UNDERGRADUATE BIOMEDICAL TRAINING PROGRAM
THE UNIVERSITY OF TEXAS AT AUSTIN
Basic research has been the source of all advances
in the biomedical sciences. However, a large number of physicians
regard clinical practice and research as mutually exclusive career
avenues. Because medical schools devote almost all of their effort
to transmitting medical knowledge, there is very little opportunity
to instruct students in how to become good researchers as well.
As a consequence, most medical students have limited exposure
to the research process, and so lack both the confidence and the
skills necessary to conduct biomedical research after they become
physicians. Further, the residency years are primarily focused
on pragmatic and clinical concerns and offer little time to devote
to the research process. Indeed, targeting the postgraduate years
for such training (as is the case with the Howard Hughes-NIH Fellowship
program) forces what many residents regard as a prolongation and
postponement of other, equally important, aspects of their professional
and personal lives.
This situation is unfortunate because physicians
have a unique perspective concerning pathophysiology and behavioral
disorders that could be put to good use in the research laboratory.

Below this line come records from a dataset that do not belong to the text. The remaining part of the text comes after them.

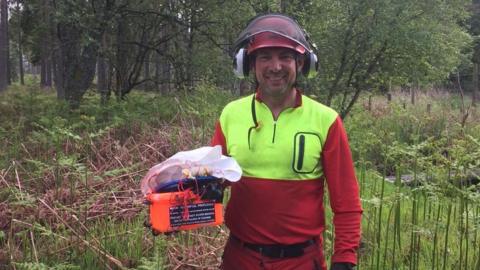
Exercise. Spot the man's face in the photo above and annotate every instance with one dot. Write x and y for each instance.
(275, 70)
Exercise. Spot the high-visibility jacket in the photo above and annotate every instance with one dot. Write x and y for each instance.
(285, 163)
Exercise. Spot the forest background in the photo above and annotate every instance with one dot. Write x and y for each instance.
(95, 92)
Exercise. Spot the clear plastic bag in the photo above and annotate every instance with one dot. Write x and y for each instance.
(204, 161)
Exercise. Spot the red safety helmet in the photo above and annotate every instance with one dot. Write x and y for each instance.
(270, 39)
(273, 30)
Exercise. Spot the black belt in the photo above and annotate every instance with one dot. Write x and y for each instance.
(276, 250)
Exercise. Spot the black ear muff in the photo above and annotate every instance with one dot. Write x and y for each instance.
(310, 67)
(241, 64)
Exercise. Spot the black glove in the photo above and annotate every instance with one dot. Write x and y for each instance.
(342, 266)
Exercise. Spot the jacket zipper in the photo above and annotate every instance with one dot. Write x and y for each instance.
(301, 152)
(274, 130)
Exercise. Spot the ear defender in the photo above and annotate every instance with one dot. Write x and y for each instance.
(240, 63)
(310, 67)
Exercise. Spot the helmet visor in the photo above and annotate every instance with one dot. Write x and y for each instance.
(273, 23)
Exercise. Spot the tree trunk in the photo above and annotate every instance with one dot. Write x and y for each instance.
(20, 51)
(122, 59)
(102, 75)
(20, 60)
(475, 84)
(4, 74)
(75, 64)
(146, 72)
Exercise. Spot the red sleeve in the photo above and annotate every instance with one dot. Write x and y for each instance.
(218, 138)
(343, 192)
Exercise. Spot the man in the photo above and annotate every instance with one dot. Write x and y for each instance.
(288, 146)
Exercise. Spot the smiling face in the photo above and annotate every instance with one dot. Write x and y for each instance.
(275, 69)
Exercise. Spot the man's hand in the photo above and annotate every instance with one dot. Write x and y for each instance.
(342, 266)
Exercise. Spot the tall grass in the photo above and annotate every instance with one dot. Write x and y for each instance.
(70, 198)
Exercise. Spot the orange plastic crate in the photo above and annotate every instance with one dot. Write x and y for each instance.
(184, 210)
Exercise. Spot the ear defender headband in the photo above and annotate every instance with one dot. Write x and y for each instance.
(283, 26)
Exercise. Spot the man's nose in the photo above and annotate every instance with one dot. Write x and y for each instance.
(276, 64)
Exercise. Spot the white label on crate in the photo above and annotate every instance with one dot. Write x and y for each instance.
(197, 213)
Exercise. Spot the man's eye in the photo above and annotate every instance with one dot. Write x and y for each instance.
(286, 57)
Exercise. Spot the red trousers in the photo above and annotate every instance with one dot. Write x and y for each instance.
(238, 257)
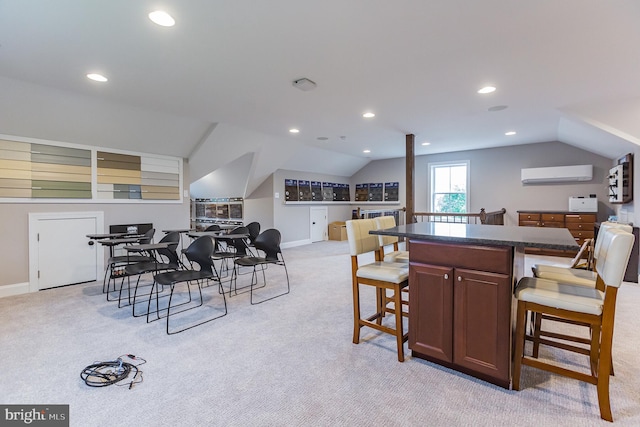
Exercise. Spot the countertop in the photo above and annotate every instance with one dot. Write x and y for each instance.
(480, 234)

PURPOSE OF THE UBTP PROGRAM
To combat this problem, The Undergraduate Biomedical
Training Program (UBTP) was created at Harvard University in 1976
and transferred to the University of Texas in 1982. The purpose
of the UBTP is to instruct a select group of outstanding undergraduates
destined for careers in medicine the skills essential to biomedical
The research projects available to students span
a variety of levels of analysis, but all bear in some way on the
biological basis of behavior. An individual's behavior is the
interface between the organism and the environment, and is a consequence
of two interlocking systems. One system is represented by the
interrelationship between the animal's behavior and its internal
state. Here we are concerned with the ways in which physiology,
primarily neural and hormonal inputs, influence behavior. The
other system is represented by the interaction of the organism
with its environment. That is, how does the individual modify
its behavior according to its environment and how, in turn, do
the physical and psychological environments influence an organism's
physiology. Thus, behavior is the result of, and the brain the
final common pathway between, the internal and external environments.
The approach used is comparative, the traditional
method of biological investigation and the basis of modern medicine.

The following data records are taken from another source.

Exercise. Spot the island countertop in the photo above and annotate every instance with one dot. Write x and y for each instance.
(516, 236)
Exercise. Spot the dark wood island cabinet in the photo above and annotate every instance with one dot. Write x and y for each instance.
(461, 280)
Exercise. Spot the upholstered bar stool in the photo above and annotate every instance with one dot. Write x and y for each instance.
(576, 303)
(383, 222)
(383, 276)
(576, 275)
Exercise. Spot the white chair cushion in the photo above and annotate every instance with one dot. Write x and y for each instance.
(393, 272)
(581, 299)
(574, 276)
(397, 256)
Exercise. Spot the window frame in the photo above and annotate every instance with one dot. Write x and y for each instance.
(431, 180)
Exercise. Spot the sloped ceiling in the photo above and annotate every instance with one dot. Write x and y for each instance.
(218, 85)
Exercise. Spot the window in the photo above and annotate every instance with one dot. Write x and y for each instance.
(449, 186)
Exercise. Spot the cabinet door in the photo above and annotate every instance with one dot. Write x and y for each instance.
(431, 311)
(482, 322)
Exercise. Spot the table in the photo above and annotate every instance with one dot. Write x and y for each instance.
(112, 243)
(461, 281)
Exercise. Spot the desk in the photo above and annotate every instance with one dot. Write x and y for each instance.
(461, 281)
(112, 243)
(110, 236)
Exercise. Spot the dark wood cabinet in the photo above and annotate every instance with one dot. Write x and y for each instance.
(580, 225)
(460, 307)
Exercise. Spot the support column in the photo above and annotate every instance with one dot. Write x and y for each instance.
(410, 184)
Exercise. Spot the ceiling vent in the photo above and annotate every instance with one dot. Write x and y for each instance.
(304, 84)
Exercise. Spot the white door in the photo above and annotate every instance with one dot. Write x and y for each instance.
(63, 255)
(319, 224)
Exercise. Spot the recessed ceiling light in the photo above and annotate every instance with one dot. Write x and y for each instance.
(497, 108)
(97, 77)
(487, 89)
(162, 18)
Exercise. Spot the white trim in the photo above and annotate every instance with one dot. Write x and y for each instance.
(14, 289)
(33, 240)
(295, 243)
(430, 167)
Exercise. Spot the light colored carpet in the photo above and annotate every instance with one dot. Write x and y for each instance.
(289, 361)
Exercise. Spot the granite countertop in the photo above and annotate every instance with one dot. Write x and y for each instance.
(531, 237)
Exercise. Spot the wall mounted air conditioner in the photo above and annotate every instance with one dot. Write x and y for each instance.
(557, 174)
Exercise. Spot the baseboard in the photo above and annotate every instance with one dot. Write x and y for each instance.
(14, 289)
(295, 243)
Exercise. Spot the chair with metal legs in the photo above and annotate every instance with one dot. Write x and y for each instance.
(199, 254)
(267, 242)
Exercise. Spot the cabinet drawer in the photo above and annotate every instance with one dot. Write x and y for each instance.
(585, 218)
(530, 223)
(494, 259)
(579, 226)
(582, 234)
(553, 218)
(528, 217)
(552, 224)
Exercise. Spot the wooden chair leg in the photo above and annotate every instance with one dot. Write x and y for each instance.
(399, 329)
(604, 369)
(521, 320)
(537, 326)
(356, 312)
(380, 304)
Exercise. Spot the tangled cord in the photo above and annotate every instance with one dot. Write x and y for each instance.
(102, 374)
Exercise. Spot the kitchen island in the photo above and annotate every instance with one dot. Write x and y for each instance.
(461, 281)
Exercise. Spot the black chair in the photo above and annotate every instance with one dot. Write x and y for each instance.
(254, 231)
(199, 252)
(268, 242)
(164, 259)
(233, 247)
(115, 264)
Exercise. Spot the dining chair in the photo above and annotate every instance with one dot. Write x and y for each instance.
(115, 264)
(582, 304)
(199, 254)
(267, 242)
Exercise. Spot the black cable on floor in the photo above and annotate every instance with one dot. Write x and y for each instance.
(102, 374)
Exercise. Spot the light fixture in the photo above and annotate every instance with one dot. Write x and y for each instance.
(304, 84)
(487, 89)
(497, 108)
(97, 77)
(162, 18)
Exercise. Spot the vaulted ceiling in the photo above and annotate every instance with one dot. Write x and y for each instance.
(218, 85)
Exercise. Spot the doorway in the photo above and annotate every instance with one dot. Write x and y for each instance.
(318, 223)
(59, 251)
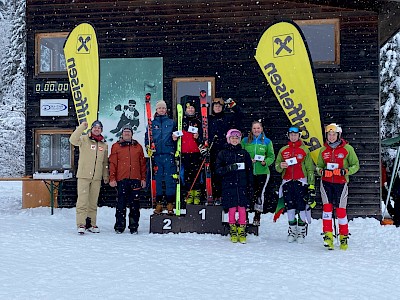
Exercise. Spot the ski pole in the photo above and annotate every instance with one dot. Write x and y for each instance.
(394, 174)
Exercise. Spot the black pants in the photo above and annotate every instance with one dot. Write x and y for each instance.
(128, 196)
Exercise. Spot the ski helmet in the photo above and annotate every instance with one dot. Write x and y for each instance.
(219, 101)
(333, 127)
(233, 132)
(97, 123)
(294, 129)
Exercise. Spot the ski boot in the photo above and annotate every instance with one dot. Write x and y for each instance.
(159, 208)
(301, 233)
(196, 197)
(292, 233)
(257, 218)
(328, 240)
(170, 209)
(343, 241)
(94, 229)
(242, 234)
(233, 233)
(190, 198)
(81, 229)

This is because to understand how the internal and external environments
influence behavior, we must constantly remind ourselves that behavior,
and the underlying mechanisms and functional outcomes of behavior,
evolved as the result of natural selection to be coordinated under
a specific set of environmental conditions. It should be obvious,
then, that what is urgently needed are more studies of naturally-occurring
species in the field and in seminatural settings. Only in this
way will we gain insight into how physiology, behavior, and the
environment are functionally interrelated. A second point must
be emphasized. Our understanding of the biological bases of behavior
has resulted largely from study of the physiological mechanisms
and functional outcomes of behavior. These studies, however, yield
information only on the immediate, or proximal, causes of behavior.

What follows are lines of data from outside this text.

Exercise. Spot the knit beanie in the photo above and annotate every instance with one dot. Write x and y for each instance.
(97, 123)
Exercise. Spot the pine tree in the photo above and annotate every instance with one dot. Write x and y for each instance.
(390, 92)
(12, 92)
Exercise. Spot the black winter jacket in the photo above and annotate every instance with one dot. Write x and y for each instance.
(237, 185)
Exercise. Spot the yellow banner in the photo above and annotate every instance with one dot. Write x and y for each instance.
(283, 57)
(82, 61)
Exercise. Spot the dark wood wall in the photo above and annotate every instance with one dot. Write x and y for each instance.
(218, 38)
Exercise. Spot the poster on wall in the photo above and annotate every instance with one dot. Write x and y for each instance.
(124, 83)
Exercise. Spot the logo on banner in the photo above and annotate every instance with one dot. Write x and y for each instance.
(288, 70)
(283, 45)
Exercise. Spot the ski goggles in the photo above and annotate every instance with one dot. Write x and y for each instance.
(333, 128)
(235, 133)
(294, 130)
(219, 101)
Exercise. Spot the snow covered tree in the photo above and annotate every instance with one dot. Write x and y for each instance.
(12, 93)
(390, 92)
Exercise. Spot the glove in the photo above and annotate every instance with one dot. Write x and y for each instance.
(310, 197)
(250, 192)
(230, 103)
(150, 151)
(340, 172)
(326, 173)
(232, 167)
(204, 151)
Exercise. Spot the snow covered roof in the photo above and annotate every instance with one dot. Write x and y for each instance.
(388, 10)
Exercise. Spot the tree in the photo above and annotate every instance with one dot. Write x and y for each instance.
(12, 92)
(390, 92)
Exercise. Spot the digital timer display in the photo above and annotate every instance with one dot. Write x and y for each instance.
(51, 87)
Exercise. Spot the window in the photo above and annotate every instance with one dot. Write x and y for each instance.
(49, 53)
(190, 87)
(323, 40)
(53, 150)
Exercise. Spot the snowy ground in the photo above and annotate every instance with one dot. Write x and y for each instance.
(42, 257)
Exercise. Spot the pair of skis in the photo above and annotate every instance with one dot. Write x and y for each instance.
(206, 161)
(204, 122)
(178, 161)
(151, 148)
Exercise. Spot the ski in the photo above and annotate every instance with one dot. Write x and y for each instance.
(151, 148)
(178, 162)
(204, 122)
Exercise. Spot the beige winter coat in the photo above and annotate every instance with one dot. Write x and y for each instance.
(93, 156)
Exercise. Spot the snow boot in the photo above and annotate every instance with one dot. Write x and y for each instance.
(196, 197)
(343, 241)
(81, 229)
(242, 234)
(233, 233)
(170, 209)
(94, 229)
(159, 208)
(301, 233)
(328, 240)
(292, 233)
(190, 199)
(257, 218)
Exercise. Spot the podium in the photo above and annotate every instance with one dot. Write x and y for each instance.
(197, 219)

It is important to realize that this is only one side of the coin.
The continued existence of a species, including humans, depends
upon the ability of the nervous system to respond in an adaptive
manner to the changing environment. This requires appreciation
of the physical and social environments in which animals evolved.
By comparing extant species, we are able to reconstruct evolutionary
history. This phylogenetic perspective gives insight not only
into the past, but also into the future potential of behavioral
controlling mechanisms. This relates to our understanding of the
biological bases of normal and abnormal behavior as it reflects
the ultimate plasticity of behaviors and the limits of adaptability.
The essential question addressed in this research, then, is why
we have the brains that we have.
BUT WHY REPTILES?
Research has shown reptiles to be ideal subjects
for investigations of the neural and hormonal control of behavior.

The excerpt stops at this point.